In this step, we load the sample weather dataset into three tables in CrateDB using the COPY FROM statements.

The dataset is provided as JSON files hosted in S3:

  • https://guided-path.s3.us-east-1.amazonaws.com/export-demo_climate_data_large_v2.json
  • https://guided-path.s3.us-east-1.amazonaws.com/geo_points.json
  • https://guided-path.s3.us-east-1.amazonaws.com/german_regions.json

It is derived from a combination of several publicly available climate datasets published by Copernicus Climate Data Store.

CrateDB can ingest data directly from HTTP(S) endpoints, so there is no need to download the file locally.

1. Create the target tables:

Before importing the data, create the tables that reflect the structure of the dataset.

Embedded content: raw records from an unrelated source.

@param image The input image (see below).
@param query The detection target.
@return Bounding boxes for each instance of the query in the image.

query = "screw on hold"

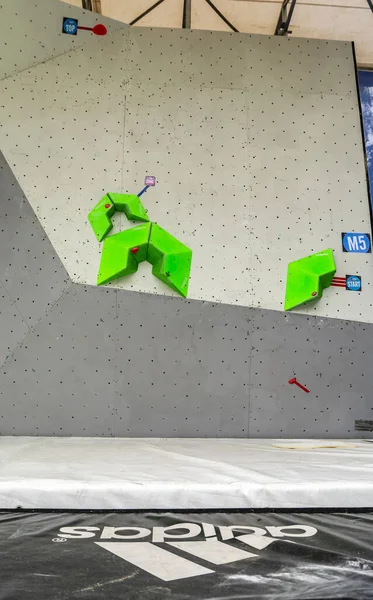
[131,247,140,254]
[288,377,310,393]
[165,271,170,277]
[311,291,317,297]
[104,203,111,209]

The first table is climate_data. It stores around 264,990 raw sensor readings from multiple locations:

CREATE TABLE IF NOT EXISTS demo.climate_data (
   measurement_time TIMESTAMP WITHOUT TIME ZONE,
   geo_location GEO_POINT,
   data OBJECT(DYNAMIC) AS (
      temperature DOUBLE PRECISION,
      pressure DOUBLE PRECISION,
      u10 DOUBLE PRECISION,
      v10 DOUBLE PRECISION,
      latitude DOUBLE PRECISION,
      longitude DOUBLE PRECISION
   )
);

measurement_time stores the time of the observation

  • geo_location is a GEO_POINT used for geospatial queries
  • data is a dynamic object that groups all sensor readings:
    • temperature, pressure
    • wind components (u10, v10)
    • raw latitude and longitude values

Using an OBJECT(DYNAMIC) column allows you to group related measurements while still querying them using standard SQL.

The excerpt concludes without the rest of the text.